Audio Effects Processor for DSP Course - Foxglove

What is your project about?

Meet Foxglove—the pet name I’ve given to an audio effects processor PCB designed to teach students the basics of Digital Signal Processing in an interactive and engaging manner. From a features perspective, it offers a high-impedance interface to electric instruments, such as electric guitars, basses, violins, etc., four expression_ pedal inputs, auxiliary audio input to play along with backing tracks, rotary encoders and an OLED screen for a basic user interface, and a beefy Teensy 4.1 MCU to run all the audio effects you can dream of. The hardware is designed to be as cheap as possible to source, and fully hand-solderable with only through-hole components.

More importantly however, Foxglove is designed to be a teaching tool. With the help of Foxglove, students can learn about sampling and reconstruction theory, decimation and interpolation, digital filtering (IIR, FIR, CIC, etc.), non-linear operations on signals, oversampling, dither + noise shaping, and a bunch of other more advanced topics.

And at the end of class, you’ll still have a cool, useful piece of kit to play around with!

Design files, firmware, and course materials will be released fully and freely once the project is completed!


Why did you decide to make it?

The idea for Foxglove was born out of disappointment—disappointment that my university, MIT, was no longer offering a signal processing class I had been looking forward to for several years. To be honest, I wasn’t fully satisfied with MIT’s offering of signal processing courses more generally—they were too simple, too abstract, or didn’t cover the subject matter I was interested in.

I wanted to change this, and offer a “Crash Course in Digital Signal Processing” during MIT’s one-month winter term. This course aims to cover, in brief, core signal processing ideas I’d hope to have learned sooner. And instead of just a dry lecture on a chalkboard, the course aims to be engaging and interactive—taught with a cool piece of hardware students could keep.

The idea for a fully-custom DSP-based guitar amplifier had been floating around in my head since the fall of 2020. Fast-forward to today, and I realized this would be a perfect project with which to teach the fundamentals of real-time digital signal processing. The hardware wouldn’t be too complicated, and would be possible to implement cheaply with only through-hole components—meaning students could solder their own boards and take them home.  

Over a long weekend, I converted the doodles in my notebook into a fully completed schematic and board layout. More work is in progress and I have high hopes!

How does it work?

A complete answer to this question is something we’d discuss in the DSP crash course :)

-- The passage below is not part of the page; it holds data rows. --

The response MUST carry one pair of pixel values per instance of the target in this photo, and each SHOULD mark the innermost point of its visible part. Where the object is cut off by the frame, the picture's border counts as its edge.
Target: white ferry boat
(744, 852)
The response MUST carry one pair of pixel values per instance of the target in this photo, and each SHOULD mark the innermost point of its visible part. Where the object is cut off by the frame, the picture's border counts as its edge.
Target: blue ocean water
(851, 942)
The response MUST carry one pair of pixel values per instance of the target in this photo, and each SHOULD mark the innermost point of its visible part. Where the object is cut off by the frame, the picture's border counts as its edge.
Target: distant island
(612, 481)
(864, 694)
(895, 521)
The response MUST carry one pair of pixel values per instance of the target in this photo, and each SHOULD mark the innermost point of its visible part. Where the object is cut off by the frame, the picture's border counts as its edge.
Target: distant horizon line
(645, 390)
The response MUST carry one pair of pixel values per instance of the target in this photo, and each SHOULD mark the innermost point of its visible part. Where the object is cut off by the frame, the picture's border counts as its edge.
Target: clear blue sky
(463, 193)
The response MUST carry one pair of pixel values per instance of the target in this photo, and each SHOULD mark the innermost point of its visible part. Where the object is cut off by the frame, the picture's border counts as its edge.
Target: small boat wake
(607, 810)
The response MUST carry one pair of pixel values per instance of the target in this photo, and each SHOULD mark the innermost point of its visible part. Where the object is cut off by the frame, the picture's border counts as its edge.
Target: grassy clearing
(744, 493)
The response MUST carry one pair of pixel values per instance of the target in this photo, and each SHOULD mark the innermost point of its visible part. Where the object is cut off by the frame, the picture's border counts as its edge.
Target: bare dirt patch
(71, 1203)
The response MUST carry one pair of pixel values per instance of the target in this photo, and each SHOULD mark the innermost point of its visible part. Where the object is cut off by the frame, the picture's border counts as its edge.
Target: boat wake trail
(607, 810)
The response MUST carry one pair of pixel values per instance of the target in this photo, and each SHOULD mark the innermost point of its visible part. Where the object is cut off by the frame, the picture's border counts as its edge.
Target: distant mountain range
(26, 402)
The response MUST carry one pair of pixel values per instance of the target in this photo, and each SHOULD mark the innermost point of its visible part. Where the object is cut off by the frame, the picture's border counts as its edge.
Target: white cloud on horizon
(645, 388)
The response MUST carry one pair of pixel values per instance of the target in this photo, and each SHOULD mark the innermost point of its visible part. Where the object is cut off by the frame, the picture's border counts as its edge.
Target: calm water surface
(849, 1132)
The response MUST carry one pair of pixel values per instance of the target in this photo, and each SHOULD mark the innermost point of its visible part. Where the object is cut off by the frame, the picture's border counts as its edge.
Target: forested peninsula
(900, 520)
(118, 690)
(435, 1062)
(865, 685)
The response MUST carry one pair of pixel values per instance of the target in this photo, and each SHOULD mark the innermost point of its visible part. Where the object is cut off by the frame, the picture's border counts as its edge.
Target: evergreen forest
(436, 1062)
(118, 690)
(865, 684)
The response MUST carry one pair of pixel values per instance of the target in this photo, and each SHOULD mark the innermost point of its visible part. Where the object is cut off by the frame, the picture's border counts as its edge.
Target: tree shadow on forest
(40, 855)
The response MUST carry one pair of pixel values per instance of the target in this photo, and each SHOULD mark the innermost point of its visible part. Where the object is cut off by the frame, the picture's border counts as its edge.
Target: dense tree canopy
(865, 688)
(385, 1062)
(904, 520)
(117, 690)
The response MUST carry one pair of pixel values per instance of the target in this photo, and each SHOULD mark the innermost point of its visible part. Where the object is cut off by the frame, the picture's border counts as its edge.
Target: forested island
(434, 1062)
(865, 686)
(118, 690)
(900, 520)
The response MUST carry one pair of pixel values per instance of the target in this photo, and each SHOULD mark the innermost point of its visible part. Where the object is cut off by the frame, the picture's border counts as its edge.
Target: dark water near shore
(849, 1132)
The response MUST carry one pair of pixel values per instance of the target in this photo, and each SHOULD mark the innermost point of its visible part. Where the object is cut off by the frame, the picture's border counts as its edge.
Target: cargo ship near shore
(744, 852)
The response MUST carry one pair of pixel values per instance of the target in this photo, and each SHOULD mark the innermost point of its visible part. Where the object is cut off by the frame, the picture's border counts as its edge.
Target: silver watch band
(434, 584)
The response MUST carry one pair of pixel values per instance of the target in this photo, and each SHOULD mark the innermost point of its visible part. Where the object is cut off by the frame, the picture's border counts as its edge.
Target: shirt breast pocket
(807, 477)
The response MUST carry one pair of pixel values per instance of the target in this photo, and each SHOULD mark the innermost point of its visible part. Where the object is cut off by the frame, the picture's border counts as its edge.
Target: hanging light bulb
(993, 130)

In brief, Foxglove’s first biases the input signal from the instrument around VDD/2 (1.65V) and buffers it with an op-amp stage. It then amplifies the signal and filters it to take advantage of the MCU ADC’s full dynamic range while minimizing high-frequency aliasing. Foxglove’s MCU, a Teensy 4.1, then digitizes the signal with its internal 12-bit ADC, applies digital effects, and outputs this processed signal through its Medium Quality Sound (MQS) peripheral. The signal out of the MQS peripheral is a dithered + noise shaped PWM signal with high frequency content. Foxglove then filters this MQS signal with a 3rd-order multiple-feedback Butterworth reconstruction filter (same as the input anti-aliasing filter). Finally, Foxglove further buffers the signal, volume adjusts it, mixes it with a stereo auxiliary input, AC couples it, and sends it out over its 3.5mm output jack.

Foxglove also hosts a basic user interface in the form of five rotary encoders and RGB LEDs, a cheap 1.3” I2C-controllable SH1106 OLED, and four expression_ pedal inputs (treadle potentiometers or stomp switches), to control DSP effect parameters.

Foxglove is powered from USB through the Teensy’s onboard regulator. It should be able to accept power from a power bank for maximum portability.

Full schematics are available at the provided GitHub link. Firmware will be released upon project completion!


How PCBWay Can Help

I have used PCBWay as a PCB fabricator for industrial, research, and hobby projects, and have full confidence in their ability to produce high-quality boards at reasonable prices. I’d order boards from them in a heartbeat if I had the means.

However, I’m offering this course independently from MIT and can’t receive funding for it as a result. Generosity and support from companies like PCBWay are needed to make this course possible. Help me bring Foxglove and an interactive, engaging DSP course to students and the world :).

When I release design files, firmware, and course materials freely, anyone can do the same too!